For anyone else who might reach this question, I think this C++ code implements correctly 4 xorshift128plus generators running in parallel, using AVX2:

__m256i xorshift128plus_avx2(__m256i &state0, __m256i &state1)
{
    __m256i s1 = state0;
    const __m256i s0 = state1;
    state0 = s0;
    s1 = _mm256_xor_si256(s1, _mm256_slli_epi64(s1, 23));
    state1 = _mm256_xor_si256(_mm256_xor_si256(_mm256_xor_si256(s1, s0),
                                               _mm256_srli_epi64(s1, 18)),
                              _mm256_srli_epi64(s0, 5));
    return _mm256_add_epi64(state1, s0);
}

The scalar implementation I used is:

u64 xorshift128plus(u64 &state0, u64 &state1)
{
    u64 s1 = state0;
    const u64 s0 = state1;
    state0 = s0;
    s1 ^= s1 << 23;                              // a
    state1 = s1 ^ s0 ^ (s1 >> 18) ^ (s0 >> 5); // b, c
    return state1 + s0;
}

Which is the same one in the xorshiftplus paper. Note that the right-shift constants from the original question do not correspond to the ones in the paper.

Solution 2:

XorShift is indeed a good choice. It is so good, so fast and requires so little state that I'm surprised to see so little adoption. It should be the standard generator on all platforms. I have implemented it myself 8 years ago and even then it could generate 800MB/s of random bytes.
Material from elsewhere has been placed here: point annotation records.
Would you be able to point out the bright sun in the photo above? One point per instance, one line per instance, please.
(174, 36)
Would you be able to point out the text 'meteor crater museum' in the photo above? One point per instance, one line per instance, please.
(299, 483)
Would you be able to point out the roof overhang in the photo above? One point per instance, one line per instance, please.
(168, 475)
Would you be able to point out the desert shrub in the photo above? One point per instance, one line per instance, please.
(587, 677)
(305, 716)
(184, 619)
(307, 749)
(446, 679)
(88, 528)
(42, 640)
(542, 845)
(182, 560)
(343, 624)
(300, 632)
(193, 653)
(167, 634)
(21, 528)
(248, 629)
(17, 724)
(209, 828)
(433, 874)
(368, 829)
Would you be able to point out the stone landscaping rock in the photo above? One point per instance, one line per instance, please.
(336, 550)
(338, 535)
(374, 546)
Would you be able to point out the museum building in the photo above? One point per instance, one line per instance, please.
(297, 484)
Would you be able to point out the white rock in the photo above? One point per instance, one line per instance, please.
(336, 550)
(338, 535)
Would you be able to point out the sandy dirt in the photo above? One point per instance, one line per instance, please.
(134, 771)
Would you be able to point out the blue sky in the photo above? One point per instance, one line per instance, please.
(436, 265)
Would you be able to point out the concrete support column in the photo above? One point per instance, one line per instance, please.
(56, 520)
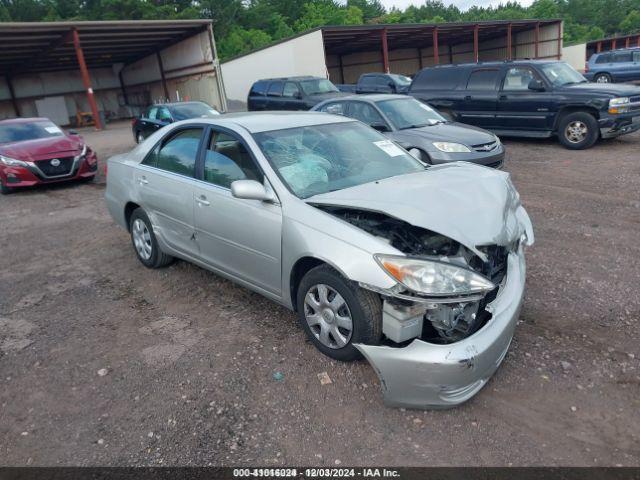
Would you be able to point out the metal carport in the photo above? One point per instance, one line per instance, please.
(44, 47)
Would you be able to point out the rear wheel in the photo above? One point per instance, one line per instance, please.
(578, 130)
(336, 313)
(603, 78)
(144, 241)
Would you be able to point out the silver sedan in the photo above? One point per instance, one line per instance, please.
(419, 268)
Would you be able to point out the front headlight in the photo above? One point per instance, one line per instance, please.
(451, 147)
(619, 105)
(431, 277)
(12, 162)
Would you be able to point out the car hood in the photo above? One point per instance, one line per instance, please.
(43, 148)
(473, 205)
(448, 132)
(610, 89)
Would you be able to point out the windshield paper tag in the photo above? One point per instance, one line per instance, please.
(389, 148)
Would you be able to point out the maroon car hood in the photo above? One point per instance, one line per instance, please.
(42, 149)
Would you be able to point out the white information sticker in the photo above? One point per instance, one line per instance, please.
(389, 148)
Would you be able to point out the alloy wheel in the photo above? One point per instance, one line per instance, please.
(576, 131)
(328, 316)
(142, 239)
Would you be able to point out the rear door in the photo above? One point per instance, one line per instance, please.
(520, 108)
(241, 237)
(480, 101)
(165, 181)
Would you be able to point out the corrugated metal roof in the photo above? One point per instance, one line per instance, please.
(29, 47)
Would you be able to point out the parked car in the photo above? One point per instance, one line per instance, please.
(530, 98)
(419, 268)
(35, 151)
(160, 115)
(290, 93)
(420, 129)
(378, 83)
(614, 66)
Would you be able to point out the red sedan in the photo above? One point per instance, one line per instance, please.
(36, 151)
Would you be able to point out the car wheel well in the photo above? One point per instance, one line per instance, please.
(299, 270)
(129, 208)
(567, 110)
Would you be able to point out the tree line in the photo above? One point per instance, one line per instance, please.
(243, 25)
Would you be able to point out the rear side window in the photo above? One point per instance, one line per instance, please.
(483, 80)
(178, 153)
(440, 78)
(275, 89)
(259, 88)
(622, 57)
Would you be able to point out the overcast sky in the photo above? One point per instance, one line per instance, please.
(462, 4)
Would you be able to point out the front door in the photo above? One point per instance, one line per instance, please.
(520, 108)
(165, 181)
(241, 237)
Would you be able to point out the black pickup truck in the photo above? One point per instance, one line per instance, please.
(378, 83)
(531, 98)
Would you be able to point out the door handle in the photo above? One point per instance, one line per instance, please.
(202, 201)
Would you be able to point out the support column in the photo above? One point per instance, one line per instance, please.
(476, 30)
(436, 53)
(12, 93)
(86, 80)
(385, 51)
(164, 80)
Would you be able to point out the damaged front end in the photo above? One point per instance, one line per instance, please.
(440, 346)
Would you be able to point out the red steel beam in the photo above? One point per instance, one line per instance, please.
(162, 77)
(436, 54)
(476, 30)
(385, 51)
(86, 80)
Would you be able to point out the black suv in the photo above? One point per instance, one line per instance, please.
(531, 99)
(290, 93)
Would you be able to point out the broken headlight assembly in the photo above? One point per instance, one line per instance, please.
(433, 277)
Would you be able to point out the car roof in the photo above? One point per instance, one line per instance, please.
(24, 120)
(256, 122)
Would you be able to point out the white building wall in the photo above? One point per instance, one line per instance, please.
(303, 55)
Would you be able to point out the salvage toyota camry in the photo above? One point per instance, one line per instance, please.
(419, 268)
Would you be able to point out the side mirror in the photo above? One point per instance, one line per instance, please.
(251, 190)
(536, 85)
(381, 127)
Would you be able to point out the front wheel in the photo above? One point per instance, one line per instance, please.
(144, 241)
(578, 130)
(336, 313)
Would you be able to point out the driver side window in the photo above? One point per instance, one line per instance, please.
(518, 78)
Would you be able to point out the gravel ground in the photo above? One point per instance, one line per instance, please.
(104, 362)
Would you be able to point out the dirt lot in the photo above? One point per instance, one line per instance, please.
(190, 358)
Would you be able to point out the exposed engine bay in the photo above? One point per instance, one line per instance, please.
(407, 316)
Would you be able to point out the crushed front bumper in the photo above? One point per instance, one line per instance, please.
(425, 375)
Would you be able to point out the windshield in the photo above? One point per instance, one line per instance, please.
(321, 85)
(323, 158)
(410, 113)
(401, 80)
(193, 110)
(20, 132)
(562, 74)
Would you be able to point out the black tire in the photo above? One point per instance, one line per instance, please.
(580, 120)
(603, 78)
(157, 258)
(4, 190)
(365, 308)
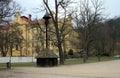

You cannot use vector instructions to speed up generating a single random number. There is too little instruction-level parallelism in those few instructions.

But you can easily speed up generating N numbers where N is the vector size of your target instruction set. Just run N generators in parallel. Keep state for N generators and generate N numbers at the same time.

If client code demands numbers one at a time you could keep a buffer of N (or more) numbers. If the buffer is empty you fill it using vector instructions. If the buffer is not empty you just return the next number.